Protocol implementations should generally consider data which fails to validate against the Lexicon to be entirely invalid, and should not try to repair or do partial processing on the individual piece of data.

Unexpected fields in data which otherwise conforms to the Lexicon should be ignored. When doing schema validation, they should be treated at worst as warnings. This is necessary to allow evolution of the schema by the controlling authority, and to be robust in the case of out-of-date Lexicons.

Third parties can technically insert any additional fields they want in to data. This is not the recommended way to extend applications, but it is not specifically disallowed. One danger with this is that the Lexicon may be updated to include fields with the same field names but different types, which would make existing data invalid.

Usage and Implementation Guidelines

It should be possible to translate Lexicon schemas to JSON Schema or OpenAPI and use tools and libraries from those ecosystems to work with atproto data in JSON format.

Implementations which serialize and deserialize data from JSON or CBOR in to structures derived from specific Lexicons should be aware of the risk of "clobbering" unexpected fields.
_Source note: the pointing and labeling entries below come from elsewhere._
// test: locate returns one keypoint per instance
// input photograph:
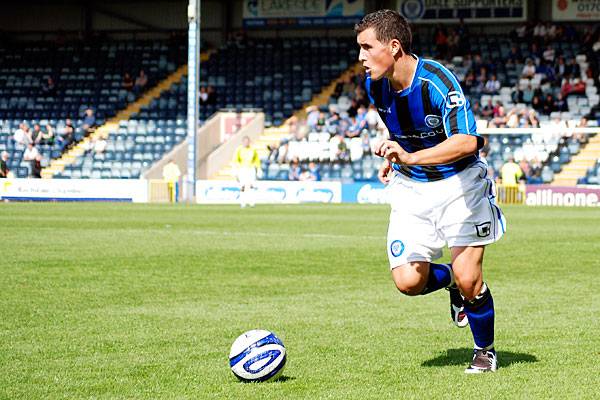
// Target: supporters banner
(298, 13)
(128, 190)
(576, 10)
(436, 11)
(565, 196)
(365, 193)
(285, 192)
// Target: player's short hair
(388, 25)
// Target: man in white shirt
(30, 153)
(22, 135)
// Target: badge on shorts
(484, 230)
(397, 248)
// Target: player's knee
(407, 280)
(469, 287)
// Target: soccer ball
(257, 356)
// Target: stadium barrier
(565, 196)
(272, 192)
(127, 190)
(510, 194)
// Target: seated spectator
(36, 167)
(49, 88)
(295, 170)
(203, 96)
(537, 104)
(528, 70)
(212, 96)
(67, 136)
(561, 104)
(48, 136)
(311, 174)
(515, 56)
(89, 121)
(560, 68)
(30, 153)
(127, 82)
(22, 135)
(488, 110)
(36, 135)
(549, 105)
(511, 172)
(4, 165)
(492, 86)
(140, 82)
(312, 117)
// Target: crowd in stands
(545, 79)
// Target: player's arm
(452, 149)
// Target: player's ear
(396, 48)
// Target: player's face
(376, 57)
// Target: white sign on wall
(576, 10)
(128, 190)
(228, 192)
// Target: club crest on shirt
(397, 248)
(484, 229)
(433, 121)
(455, 99)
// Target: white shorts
(246, 176)
(427, 216)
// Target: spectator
(295, 170)
(492, 86)
(67, 138)
(537, 104)
(171, 175)
(30, 153)
(22, 135)
(527, 95)
(549, 105)
(203, 95)
(89, 121)
(561, 104)
(514, 57)
(511, 172)
(4, 165)
(311, 174)
(528, 70)
(140, 82)
(36, 135)
(48, 136)
(36, 167)
(49, 88)
(372, 117)
(212, 96)
(127, 82)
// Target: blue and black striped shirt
(431, 110)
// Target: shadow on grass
(463, 356)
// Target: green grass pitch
(110, 301)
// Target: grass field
(142, 301)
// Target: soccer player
(439, 192)
(248, 166)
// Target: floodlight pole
(192, 95)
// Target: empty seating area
(277, 75)
(84, 76)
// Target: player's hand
(392, 151)
(384, 172)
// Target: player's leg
(421, 277)
(478, 303)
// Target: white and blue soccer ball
(257, 356)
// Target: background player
(440, 194)
(248, 163)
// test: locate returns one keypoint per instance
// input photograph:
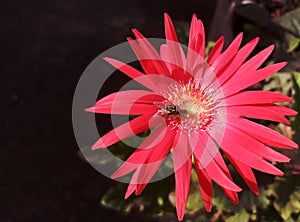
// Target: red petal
(169, 29)
(135, 126)
(250, 78)
(215, 51)
(257, 112)
(131, 96)
(253, 63)
(247, 142)
(205, 185)
(147, 55)
(212, 168)
(224, 59)
(256, 97)
(262, 133)
(154, 149)
(250, 159)
(246, 173)
(238, 60)
(130, 72)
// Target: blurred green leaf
(290, 22)
(241, 216)
(153, 200)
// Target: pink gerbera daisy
(197, 109)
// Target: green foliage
(290, 23)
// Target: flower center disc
(188, 107)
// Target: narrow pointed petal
(147, 55)
(247, 142)
(182, 186)
(197, 36)
(254, 63)
(130, 72)
(224, 59)
(238, 60)
(212, 168)
(262, 133)
(215, 51)
(248, 158)
(153, 149)
(250, 78)
(169, 29)
(131, 96)
(130, 189)
(205, 185)
(256, 97)
(125, 109)
(257, 112)
(246, 173)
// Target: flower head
(197, 109)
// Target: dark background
(46, 47)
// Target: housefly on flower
(168, 109)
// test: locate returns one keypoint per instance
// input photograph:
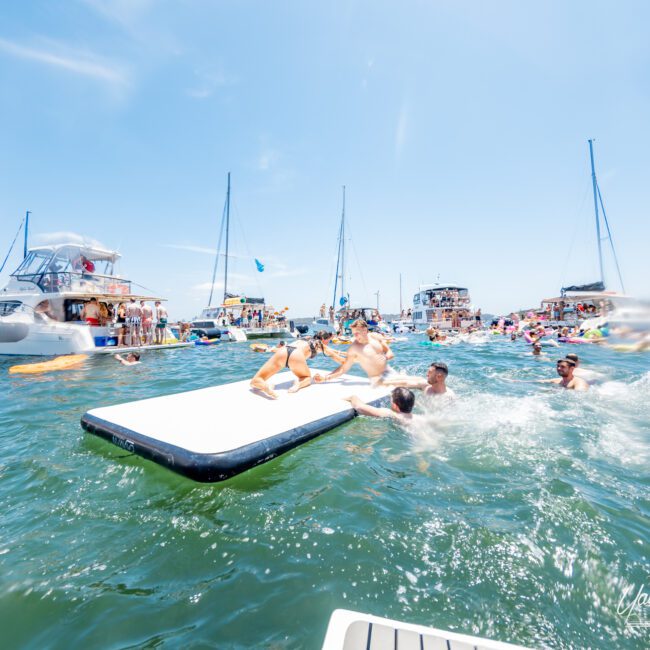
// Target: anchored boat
(41, 308)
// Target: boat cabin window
(36, 262)
(73, 309)
(9, 307)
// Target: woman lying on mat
(294, 357)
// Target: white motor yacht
(444, 306)
(41, 306)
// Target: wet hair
(441, 367)
(569, 362)
(404, 399)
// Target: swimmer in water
(401, 406)
(132, 359)
(433, 384)
(567, 379)
(590, 376)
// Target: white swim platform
(213, 433)
(355, 631)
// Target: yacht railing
(71, 282)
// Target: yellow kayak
(58, 363)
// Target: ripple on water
(518, 512)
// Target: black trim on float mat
(209, 468)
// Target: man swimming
(566, 379)
(401, 406)
(433, 384)
(369, 350)
(132, 359)
(590, 376)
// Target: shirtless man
(369, 350)
(434, 384)
(161, 322)
(401, 406)
(590, 376)
(147, 322)
(566, 379)
(133, 319)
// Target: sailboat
(232, 319)
(589, 301)
(340, 306)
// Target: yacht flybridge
(445, 306)
(41, 306)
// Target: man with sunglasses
(433, 384)
(567, 379)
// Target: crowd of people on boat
(135, 323)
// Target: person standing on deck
(147, 322)
(133, 321)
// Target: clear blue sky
(459, 128)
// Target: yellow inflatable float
(58, 363)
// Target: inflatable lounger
(213, 433)
(353, 631)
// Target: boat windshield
(36, 262)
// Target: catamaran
(588, 305)
(344, 314)
(237, 317)
(445, 306)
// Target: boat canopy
(238, 301)
(442, 287)
(594, 286)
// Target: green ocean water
(520, 512)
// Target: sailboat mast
(343, 246)
(26, 233)
(400, 294)
(225, 278)
(340, 258)
(595, 184)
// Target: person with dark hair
(294, 357)
(401, 406)
(369, 350)
(433, 384)
(590, 376)
(132, 359)
(566, 379)
(325, 339)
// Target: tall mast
(26, 233)
(340, 259)
(400, 294)
(343, 246)
(225, 277)
(595, 184)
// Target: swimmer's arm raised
(345, 366)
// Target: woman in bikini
(294, 357)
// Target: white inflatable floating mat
(354, 631)
(213, 433)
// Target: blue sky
(459, 129)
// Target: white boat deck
(213, 433)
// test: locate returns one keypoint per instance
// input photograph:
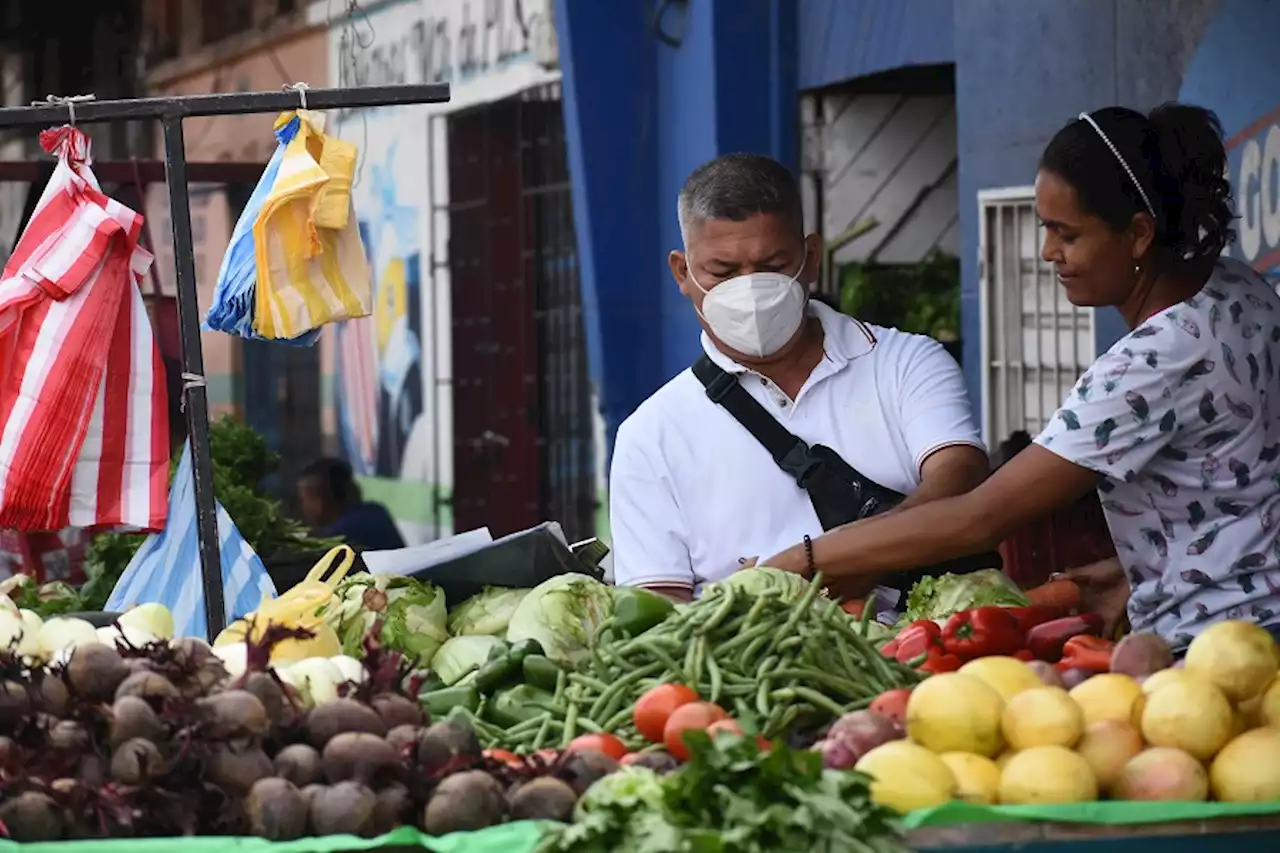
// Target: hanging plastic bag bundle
(83, 425)
(234, 293)
(310, 270)
(165, 569)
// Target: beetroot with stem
(132, 717)
(95, 671)
(136, 762)
(277, 810)
(300, 763)
(32, 816)
(361, 757)
(338, 716)
(233, 714)
(447, 746)
(236, 769)
(543, 799)
(346, 808)
(464, 802)
(393, 807)
(151, 687)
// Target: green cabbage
(412, 611)
(487, 612)
(940, 597)
(563, 614)
(758, 579)
(462, 655)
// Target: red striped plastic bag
(83, 416)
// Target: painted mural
(392, 369)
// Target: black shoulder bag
(839, 492)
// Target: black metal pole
(224, 104)
(195, 400)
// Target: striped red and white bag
(83, 418)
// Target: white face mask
(754, 314)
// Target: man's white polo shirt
(691, 491)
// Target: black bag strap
(790, 452)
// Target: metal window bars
(170, 112)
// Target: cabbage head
(412, 611)
(487, 612)
(461, 655)
(759, 579)
(563, 614)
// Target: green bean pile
(769, 662)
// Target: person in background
(333, 506)
(1175, 425)
(693, 488)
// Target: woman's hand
(1105, 591)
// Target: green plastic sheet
(507, 838)
(1110, 813)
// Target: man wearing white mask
(795, 420)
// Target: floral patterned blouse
(1180, 419)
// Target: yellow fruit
(1240, 658)
(1248, 769)
(906, 776)
(977, 776)
(1042, 717)
(1008, 675)
(954, 712)
(1162, 678)
(1107, 697)
(1109, 746)
(1045, 775)
(1162, 774)
(1189, 715)
(1266, 712)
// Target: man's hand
(1105, 591)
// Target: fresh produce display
(1002, 730)
(773, 664)
(734, 797)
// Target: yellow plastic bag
(309, 273)
(298, 607)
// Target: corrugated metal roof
(890, 159)
(841, 40)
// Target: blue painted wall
(640, 115)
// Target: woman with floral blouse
(1175, 425)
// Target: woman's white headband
(1124, 165)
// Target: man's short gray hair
(736, 187)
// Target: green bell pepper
(438, 703)
(540, 671)
(506, 669)
(517, 705)
(638, 610)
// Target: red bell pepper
(1029, 617)
(982, 632)
(940, 662)
(917, 639)
(1089, 653)
(1046, 641)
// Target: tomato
(506, 757)
(892, 705)
(656, 706)
(609, 744)
(694, 716)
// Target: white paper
(406, 561)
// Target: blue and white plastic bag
(165, 570)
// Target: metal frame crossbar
(170, 112)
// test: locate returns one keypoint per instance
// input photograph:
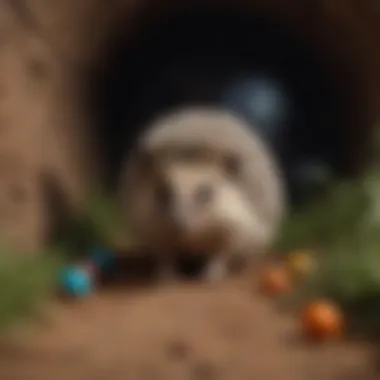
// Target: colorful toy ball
(76, 281)
(91, 268)
(101, 257)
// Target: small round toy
(76, 281)
(91, 268)
(322, 320)
(101, 257)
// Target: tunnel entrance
(212, 57)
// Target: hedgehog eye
(164, 195)
(204, 194)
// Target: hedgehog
(200, 181)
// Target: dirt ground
(188, 331)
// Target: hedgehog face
(187, 194)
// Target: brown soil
(189, 331)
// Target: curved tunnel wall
(172, 64)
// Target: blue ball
(101, 257)
(261, 100)
(76, 281)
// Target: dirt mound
(49, 50)
(187, 332)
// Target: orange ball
(322, 320)
(275, 280)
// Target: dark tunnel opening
(230, 59)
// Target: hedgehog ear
(145, 160)
(232, 164)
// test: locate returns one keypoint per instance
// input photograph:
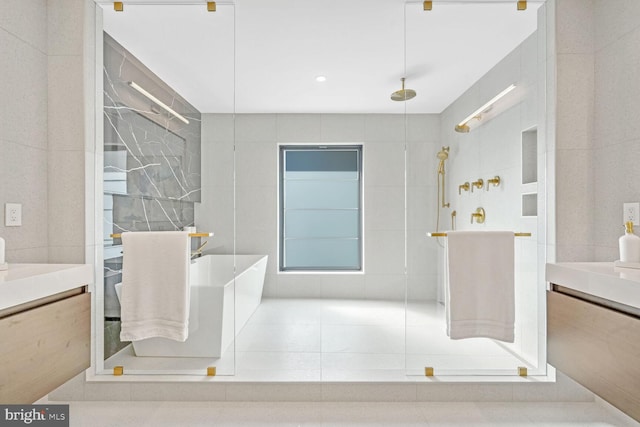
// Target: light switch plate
(13, 214)
(631, 212)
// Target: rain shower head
(403, 94)
(443, 154)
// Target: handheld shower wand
(443, 155)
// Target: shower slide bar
(445, 234)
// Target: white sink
(23, 283)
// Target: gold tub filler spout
(478, 215)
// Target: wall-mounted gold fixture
(495, 181)
(478, 215)
(464, 187)
(463, 126)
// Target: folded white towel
(480, 292)
(155, 285)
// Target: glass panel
(154, 126)
(437, 199)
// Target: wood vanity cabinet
(43, 344)
(596, 343)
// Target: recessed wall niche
(529, 147)
(530, 156)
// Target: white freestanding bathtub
(214, 296)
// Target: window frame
(282, 149)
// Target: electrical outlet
(631, 212)
(13, 214)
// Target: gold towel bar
(119, 235)
(445, 234)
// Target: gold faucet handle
(478, 215)
(477, 184)
(464, 187)
(495, 181)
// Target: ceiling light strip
(137, 87)
(485, 106)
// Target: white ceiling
(258, 56)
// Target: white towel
(155, 285)
(480, 291)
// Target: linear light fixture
(463, 126)
(157, 101)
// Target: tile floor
(159, 414)
(340, 340)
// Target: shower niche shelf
(529, 148)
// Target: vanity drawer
(597, 346)
(42, 347)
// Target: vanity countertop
(23, 283)
(601, 279)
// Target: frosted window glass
(323, 254)
(320, 208)
(321, 194)
(321, 224)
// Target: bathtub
(211, 315)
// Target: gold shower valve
(495, 181)
(478, 215)
(464, 187)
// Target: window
(320, 208)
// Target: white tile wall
(494, 148)
(23, 127)
(256, 160)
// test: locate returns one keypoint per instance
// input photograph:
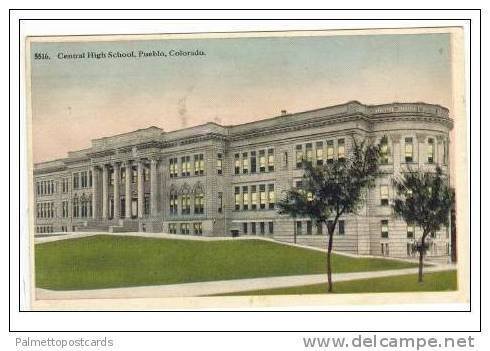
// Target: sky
(238, 80)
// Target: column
(153, 187)
(105, 193)
(95, 192)
(117, 198)
(140, 189)
(129, 173)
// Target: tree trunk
(329, 260)
(421, 258)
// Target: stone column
(129, 173)
(395, 138)
(105, 192)
(117, 198)
(95, 192)
(153, 187)
(140, 189)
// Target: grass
(439, 281)
(106, 261)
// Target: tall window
(262, 196)
(384, 228)
(219, 164)
(270, 160)
(383, 152)
(220, 202)
(341, 149)
(262, 162)
(237, 163)
(309, 153)
(253, 189)
(299, 156)
(319, 153)
(330, 151)
(384, 195)
(199, 203)
(341, 227)
(272, 196)
(237, 198)
(245, 163)
(408, 150)
(253, 162)
(410, 231)
(430, 150)
(245, 197)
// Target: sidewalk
(222, 287)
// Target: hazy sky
(238, 80)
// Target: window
(272, 196)
(253, 162)
(410, 231)
(199, 203)
(319, 153)
(299, 228)
(262, 162)
(430, 150)
(219, 164)
(330, 151)
(309, 153)
(384, 152)
(341, 227)
(185, 165)
(245, 197)
(186, 204)
(245, 163)
(237, 163)
(384, 228)
(299, 156)
(408, 150)
(341, 149)
(220, 202)
(384, 195)
(262, 196)
(237, 198)
(254, 197)
(270, 160)
(75, 181)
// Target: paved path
(222, 287)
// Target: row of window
(245, 164)
(46, 187)
(185, 166)
(255, 228)
(45, 210)
(185, 228)
(306, 227)
(324, 152)
(256, 198)
(185, 203)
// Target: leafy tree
(333, 189)
(425, 200)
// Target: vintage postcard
(282, 169)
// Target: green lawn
(106, 261)
(439, 281)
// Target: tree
(425, 200)
(333, 189)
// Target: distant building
(218, 180)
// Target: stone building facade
(216, 180)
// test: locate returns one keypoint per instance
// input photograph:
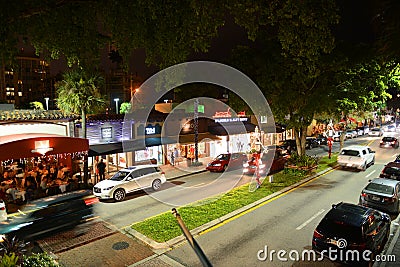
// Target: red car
(223, 161)
(278, 163)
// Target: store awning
(231, 129)
(189, 138)
(105, 149)
(33, 145)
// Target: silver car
(382, 194)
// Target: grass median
(164, 226)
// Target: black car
(288, 145)
(389, 141)
(391, 171)
(351, 230)
(311, 142)
(322, 140)
(50, 214)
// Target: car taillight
(389, 199)
(318, 234)
(91, 200)
(359, 247)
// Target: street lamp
(47, 103)
(116, 104)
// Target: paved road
(287, 223)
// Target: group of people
(28, 183)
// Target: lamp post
(116, 104)
(47, 103)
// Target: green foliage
(125, 108)
(302, 160)
(36, 105)
(39, 260)
(11, 246)
(9, 260)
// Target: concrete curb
(175, 241)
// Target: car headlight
(108, 188)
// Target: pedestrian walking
(176, 155)
(101, 167)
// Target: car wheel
(156, 184)
(119, 194)
(364, 167)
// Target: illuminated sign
(150, 130)
(106, 132)
(228, 114)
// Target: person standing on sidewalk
(101, 167)
(176, 155)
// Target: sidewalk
(99, 244)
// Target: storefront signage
(228, 114)
(150, 130)
(106, 133)
(241, 119)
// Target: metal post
(203, 258)
(196, 130)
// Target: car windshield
(380, 188)
(340, 229)
(348, 152)
(119, 176)
(392, 171)
(222, 157)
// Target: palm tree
(79, 93)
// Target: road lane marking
(262, 204)
(309, 220)
(370, 174)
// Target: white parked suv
(129, 180)
(359, 157)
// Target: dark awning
(232, 129)
(105, 149)
(189, 138)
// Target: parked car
(227, 160)
(322, 140)
(128, 180)
(289, 145)
(350, 227)
(391, 171)
(375, 132)
(382, 194)
(362, 130)
(351, 134)
(359, 157)
(278, 163)
(311, 142)
(336, 136)
(50, 214)
(389, 141)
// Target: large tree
(79, 93)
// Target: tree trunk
(301, 135)
(85, 157)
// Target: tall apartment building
(27, 81)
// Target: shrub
(40, 260)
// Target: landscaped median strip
(162, 231)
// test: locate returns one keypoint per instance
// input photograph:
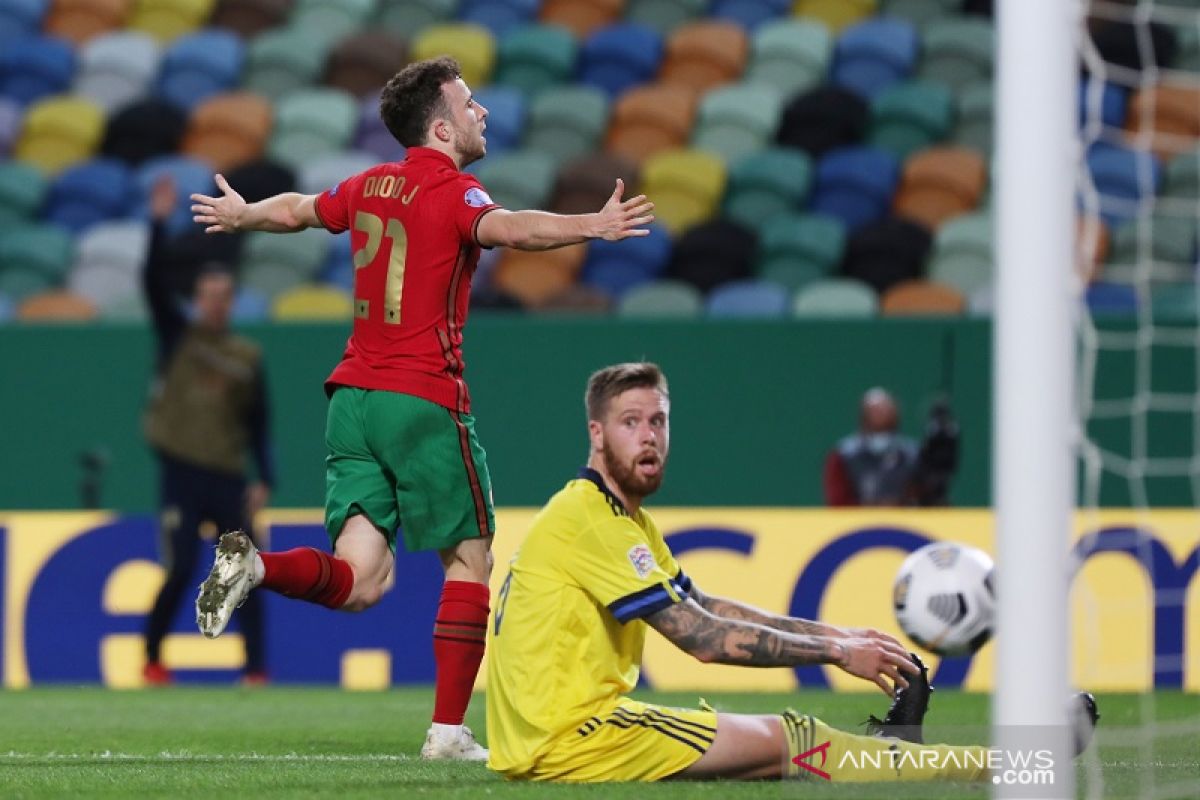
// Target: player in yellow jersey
(594, 572)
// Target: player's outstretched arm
(714, 639)
(282, 214)
(543, 230)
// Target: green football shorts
(406, 462)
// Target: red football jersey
(413, 235)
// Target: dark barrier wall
(755, 405)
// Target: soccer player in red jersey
(401, 439)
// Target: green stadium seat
(535, 56)
(766, 184)
(312, 122)
(520, 179)
(835, 298)
(737, 120)
(281, 61)
(567, 121)
(910, 116)
(958, 52)
(22, 192)
(672, 299)
(791, 55)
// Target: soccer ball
(945, 599)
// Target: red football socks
(459, 635)
(309, 573)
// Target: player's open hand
(881, 661)
(623, 218)
(221, 215)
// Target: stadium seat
(199, 65)
(249, 18)
(520, 179)
(534, 56)
(796, 250)
(661, 299)
(835, 14)
(190, 175)
(766, 184)
(687, 186)
(59, 132)
(144, 130)
(792, 55)
(705, 54)
(364, 62)
(874, 55)
(712, 253)
(498, 16)
(910, 116)
(748, 299)
(168, 19)
(737, 120)
(940, 184)
(228, 130)
(117, 68)
(652, 118)
(887, 252)
(617, 268)
(283, 60)
(567, 121)
(23, 191)
(586, 184)
(835, 298)
(922, 299)
(312, 122)
(79, 20)
(581, 17)
(823, 119)
(507, 113)
(957, 52)
(34, 67)
(90, 192)
(664, 16)
(618, 56)
(855, 185)
(535, 277)
(473, 46)
(312, 302)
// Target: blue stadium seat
(36, 66)
(749, 299)
(89, 193)
(1117, 175)
(750, 13)
(498, 16)
(201, 65)
(618, 56)
(856, 185)
(875, 54)
(616, 268)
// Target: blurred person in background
(208, 409)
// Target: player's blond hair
(609, 383)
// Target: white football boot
(228, 584)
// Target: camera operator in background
(880, 467)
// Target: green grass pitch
(309, 743)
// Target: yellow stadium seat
(311, 301)
(167, 19)
(60, 131)
(684, 185)
(473, 46)
(835, 14)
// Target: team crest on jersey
(642, 559)
(477, 198)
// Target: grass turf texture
(294, 743)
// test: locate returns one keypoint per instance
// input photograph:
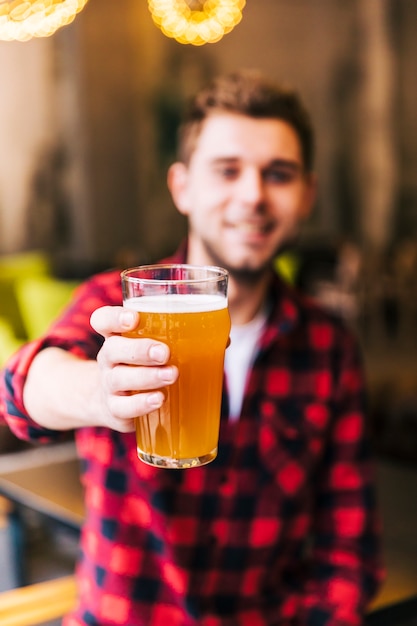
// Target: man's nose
(251, 186)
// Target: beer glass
(184, 306)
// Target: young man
(281, 528)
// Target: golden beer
(184, 431)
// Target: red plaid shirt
(280, 529)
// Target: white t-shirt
(240, 356)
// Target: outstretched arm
(63, 391)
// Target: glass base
(170, 463)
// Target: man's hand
(133, 371)
(63, 391)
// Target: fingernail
(155, 400)
(166, 374)
(127, 319)
(158, 353)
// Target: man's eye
(227, 172)
(280, 176)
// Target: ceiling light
(196, 22)
(23, 19)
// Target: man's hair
(246, 93)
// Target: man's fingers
(108, 320)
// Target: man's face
(244, 191)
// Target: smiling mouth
(252, 228)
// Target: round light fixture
(20, 20)
(196, 22)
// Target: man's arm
(63, 391)
(346, 564)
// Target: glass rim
(218, 273)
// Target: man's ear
(177, 179)
(310, 196)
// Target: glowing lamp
(196, 22)
(21, 20)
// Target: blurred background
(87, 130)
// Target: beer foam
(177, 303)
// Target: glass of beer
(184, 306)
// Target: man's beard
(244, 275)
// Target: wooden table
(47, 481)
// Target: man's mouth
(251, 228)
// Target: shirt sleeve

For example, if a Lexicon is updated to add a new (optional) field, old implementations would not be aware of that field, and might accidentally strip the data when de-serializing and then re-serializing. Depending on the context, one way to avoid this problem is to retain any "extra" fields, or to pass-through the original data object instead of re-serializing it.

Possible Future Changes

The validation rules for unexpected additional fields may change. For example, a mechanism for Lexicons to indicate that the schema is "closed" and unexpected fields are not allowed, or a convention around field name prefixes (x-) to indicate unofficial extension.